Characteristics of Case-Mix Measures by Facility
| Overall | A | B | C | D | E | F | G | H | |
|---|---|---|---|---|---|---|---|---|---|
| Percent overall population | 32.33 | 21.38 | 8.75 | 9.85 | 11.05 | 6.80 | 5.88 | 3.97 | |
| Mean unique diagnoses per | 8.40 | 8.65 | 9.40 | 10.76 | 7.99 | 7.24 | 7.49 | 5.83 | 5.34 |
| patient in 1998(SD) | (8.58) | (9.26) | (9.41) | (8.79) | (9.64) | (8.03) | (6.75) | (5.34) | (4.08) |
| Mean unique drugs per patient | 3.74 | 3.45 | 3.87 | 4.56 | 4.42 | 3.12 | 3.08 | 4.13 | 4.18 |
| in 1998* (SD) | (4.27) | (4.23) | (4.35) | (4.60) | (4.40) | (4.08) | (3.91) | (3.91) | (3.96) |
| Case-mix measure classification | |||||||||
| Mean number of RxRisk-V | 2.46 | 2.30 | 2.53 | 3.05 | 2.77 | 2.01 | 2.02 | 2.85 | 2.72 |
| categories (SD) | (2.50) | (2.51) | (2.54) | (2.67) | (2.42) | (2.37) | (2.26) | (2.40) | (2.28) |
| Mean number of DCG/HCC | 4.76 | 4.55 | 5.34 | 5.86 | 4.96 | 4.33 | 4.32 | 4.01 | 3.60 |
| categories (SD) | (3.81) | (3.83) | (4.24) | (3.94) | (3.65) | (3.76) | (3.14) | (2.80) | (2.53) |
| Mean number of CDPS | 1.44 | 1.29 | 1.59 | 1.94 | 1.71 | 1.28 | 1.11 | 1.46 | 1.23 |
| categories (SD) | (1.82) | (1.79) | (1.95) | (2.05) | (1.86) | (1.75) | (1.55) | (1.52) | (0.38) |
Includes drugs used in the RxRisk-V classification system.
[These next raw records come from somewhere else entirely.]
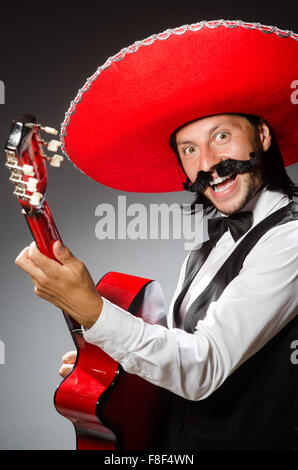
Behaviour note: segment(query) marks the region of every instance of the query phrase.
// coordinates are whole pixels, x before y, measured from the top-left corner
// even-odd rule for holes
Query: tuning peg
[[[53,127],[48,127],[48,126],[39,126],[40,130],[45,132],[46,134],[52,134],[52,135],[58,135],[58,131],[54,129]]]
[[[59,140],[51,140],[47,145],[47,149],[50,152],[57,152],[58,148],[61,147],[61,142]]]
[[[17,168],[18,167],[18,160],[14,152],[6,151],[6,163],[5,166],[7,168]]]
[[[24,164],[22,166],[22,170],[23,170],[23,173],[24,175],[26,176],[34,176],[34,168],[32,165],[28,165],[28,164]]]
[[[27,181],[27,191],[30,193],[35,193],[37,190],[38,180],[36,178],[29,178]]]
[[[42,198],[43,198],[43,195],[41,193],[33,193],[32,196],[30,197],[29,202],[32,206],[39,206]]]
[[[55,166],[55,167],[59,167],[63,160],[64,160],[64,158],[61,155],[54,155],[51,158],[50,165]]]
[[[5,149],[7,162],[17,162],[16,153],[13,150]]]
[[[26,185],[24,183],[17,183],[15,185],[15,190],[13,192],[18,197],[25,197],[26,196]]]
[[[33,129],[33,127],[38,127],[41,131],[45,132],[46,134],[52,134],[52,135],[58,134],[58,131],[54,129],[53,127],[41,126],[40,124],[36,124],[35,122],[27,122],[27,124],[25,124],[25,127],[28,127],[28,129]]]
[[[9,181],[12,183],[19,183],[22,180],[22,172],[20,170],[11,170]]]

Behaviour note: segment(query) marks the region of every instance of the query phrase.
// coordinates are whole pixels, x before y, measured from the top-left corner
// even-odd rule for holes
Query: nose
[[[218,163],[222,161],[222,157],[210,147],[201,148],[200,152],[200,170],[212,172]]]

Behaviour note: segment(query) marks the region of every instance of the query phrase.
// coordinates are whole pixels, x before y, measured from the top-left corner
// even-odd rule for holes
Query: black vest
[[[248,232],[190,306],[183,328],[194,332],[209,304],[239,274],[247,254],[264,233],[297,219],[297,204],[291,202]],[[297,339],[298,316],[209,397],[191,401],[171,394],[167,447],[273,449],[296,445],[298,448],[294,433],[298,426],[298,365],[290,360],[291,343]]]

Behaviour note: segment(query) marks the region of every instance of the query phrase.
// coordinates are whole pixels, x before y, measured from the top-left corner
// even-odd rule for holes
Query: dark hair
[[[262,121],[261,117],[252,114],[237,115],[246,118],[255,129],[257,129],[257,127]],[[273,129],[268,123],[267,125],[271,132],[271,145],[270,148],[262,154],[262,177],[264,181],[264,186],[266,186],[271,191],[281,191],[286,194],[289,199],[293,199],[294,197],[298,196],[298,186],[291,180],[291,178],[287,174],[287,171],[284,166],[283,157],[277,144],[276,138],[274,136]],[[181,126],[176,129],[176,131],[171,135],[170,145],[178,158],[179,165],[184,171],[176,144],[176,133],[182,127],[184,126]],[[191,213],[195,212],[196,204],[202,204],[205,214],[209,214],[214,209],[214,205],[212,204],[212,202],[209,201],[209,199],[207,199],[202,193],[195,194],[195,199],[191,204]]]

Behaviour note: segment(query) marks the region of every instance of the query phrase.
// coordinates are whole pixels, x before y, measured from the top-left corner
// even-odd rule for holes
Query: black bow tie
[[[236,212],[229,217],[215,217],[208,219],[208,234],[212,241],[217,241],[225,233],[230,230],[230,233],[236,242],[250,229],[253,222],[253,213],[244,211]]]

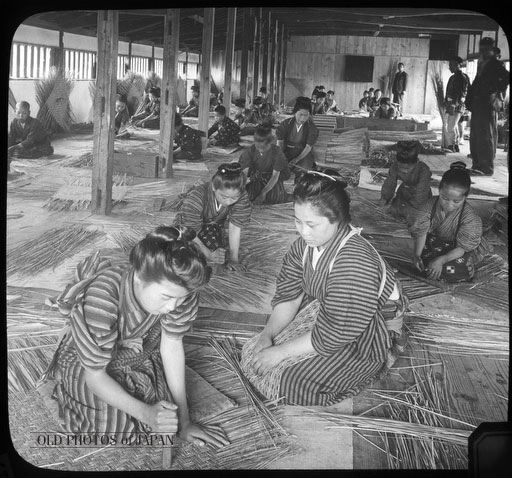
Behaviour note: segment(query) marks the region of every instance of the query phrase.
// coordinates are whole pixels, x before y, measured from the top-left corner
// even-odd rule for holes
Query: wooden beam
[[[168,9],[164,17],[164,52],[162,89],[160,95],[160,159],[165,161],[165,176],[172,178],[172,145],[174,117],[178,93],[178,46],[180,40],[180,10]]]
[[[276,83],[275,83],[275,95],[276,105],[279,108],[281,105],[281,61],[283,57],[283,25],[276,21]]]
[[[231,108],[231,83],[233,82],[233,56],[235,54],[236,8],[228,8],[228,31],[226,37],[226,64],[224,66],[223,104],[229,116]]]
[[[269,75],[269,94],[270,102],[275,103],[275,84],[276,84],[276,45],[277,45],[277,20],[272,22],[270,29],[270,75]]]
[[[288,51],[288,33],[286,27],[283,25],[283,46],[282,46],[282,60],[281,60],[281,102],[285,104],[284,87],[286,82],[286,53]]]
[[[115,10],[98,11],[98,56],[92,148],[91,211],[93,214],[106,215],[112,211],[118,20],[119,12]]]
[[[268,40],[270,37],[270,12],[263,14],[263,30],[261,33],[262,44],[262,68],[261,68],[261,86],[268,88]]]
[[[213,53],[213,27],[215,22],[215,8],[204,9],[203,46],[201,49],[201,90],[199,93],[198,129],[208,136],[208,113],[210,112],[210,80]],[[206,147],[208,138],[203,138],[203,147]]]
[[[252,74],[252,98],[258,96],[259,76],[260,76],[260,44],[261,44],[261,8],[256,10],[254,16],[254,70]]]
[[[250,32],[253,31],[251,26],[251,15],[249,9],[244,9],[244,34],[242,44],[242,60],[240,65],[240,98],[247,101],[247,73],[249,66],[249,43],[251,41]]]

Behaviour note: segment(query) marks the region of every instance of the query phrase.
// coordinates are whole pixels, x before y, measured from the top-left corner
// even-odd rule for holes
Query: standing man
[[[404,93],[407,89],[407,73],[405,72],[405,67],[403,63],[398,64],[398,72],[395,75],[395,79],[393,80],[393,103],[397,103],[399,105],[400,116],[402,116],[403,111],[403,101],[404,101]]]
[[[498,139],[498,112],[503,108],[509,73],[496,59],[492,38],[482,38],[479,46],[480,61],[466,99],[472,113],[469,142],[473,159],[471,174],[492,176]]]
[[[446,110],[446,129],[448,136],[448,149],[454,153],[459,152],[459,120],[466,110],[466,96],[469,89],[469,76],[462,73],[464,60],[455,56],[450,60],[449,68],[453,73],[446,85],[444,106]]]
Case-Mix Adjustment Model Comparisons
In Table 3 we use R2 to compare concurrent prediction of health care utilization across case-mix risk adjustment models. For bed days of care, the HCC performed best (R2=0.45), followed by CDPS (R2=0.33), ACG (R2=0.24), and RxRisk-V (R2=0.12). For provider visits, the HCC (R2=0.26) and CDPS (R2=0.25) had the best predictive ability, followed by the RxRisk-V (R2=0.21) and the ACG (R2=0.21).
Table 3.
R-Square Comparisons
| Models | Number of Parameters | Bed Days of Care | Provider Visits |
|---|---|---|---|
| Age/Sex | 12 | 0.012 | 0.008 |
| DCG/HCC | 119 | 0.447 | 0.263 |
| ACG | 71 | 0.241 | 0.207 |
| CDPS | 59 | 0.325 | 0.251 |
| RxRisk-V | 51 | 0.118 | 0.208 |
| DCG/HCC + RxRisk-V | 120 | 0.449 | 0.299 |
| CDPS + RxRisk-V | 60 | 0.323 | 0.281 |
| ACG + RxRisk-V | 72 | 0.263 | 0.266 |
We also examined the improvement in concurrent explanatory power obtained by adding pharmacy information to the CDPS, ACG, and DCG/HCC models, respectively. We added the summary score of the RxRisk-V in these models, rather than including 45 RxRisk-V condition categories. The summary score of the RxRisk-V was calculated as the predicted value estimated from the RxRisk-V model for each individual. The improvement in predictive ability varies by outcome measure. The RxRisk-V summary score did not add much explanatory power to the DCG/HCC or CDPS in predicting bed days of care, but it improved the R2 for DCG/HCC by 3.7 percentage points and for CDPS by 3 percentage points for provider visits. The R2 of the combined ACG and RxRisk-V model increased by 2.2 percentage points in predicting bed days of care and by 4.9 percentage points for provider visits. For bed days of care, the R2 values of the combined models (ACG + RxRisk-V and CDPS + RxRisk-V) remain smaller than in the DCG/HCC-only model.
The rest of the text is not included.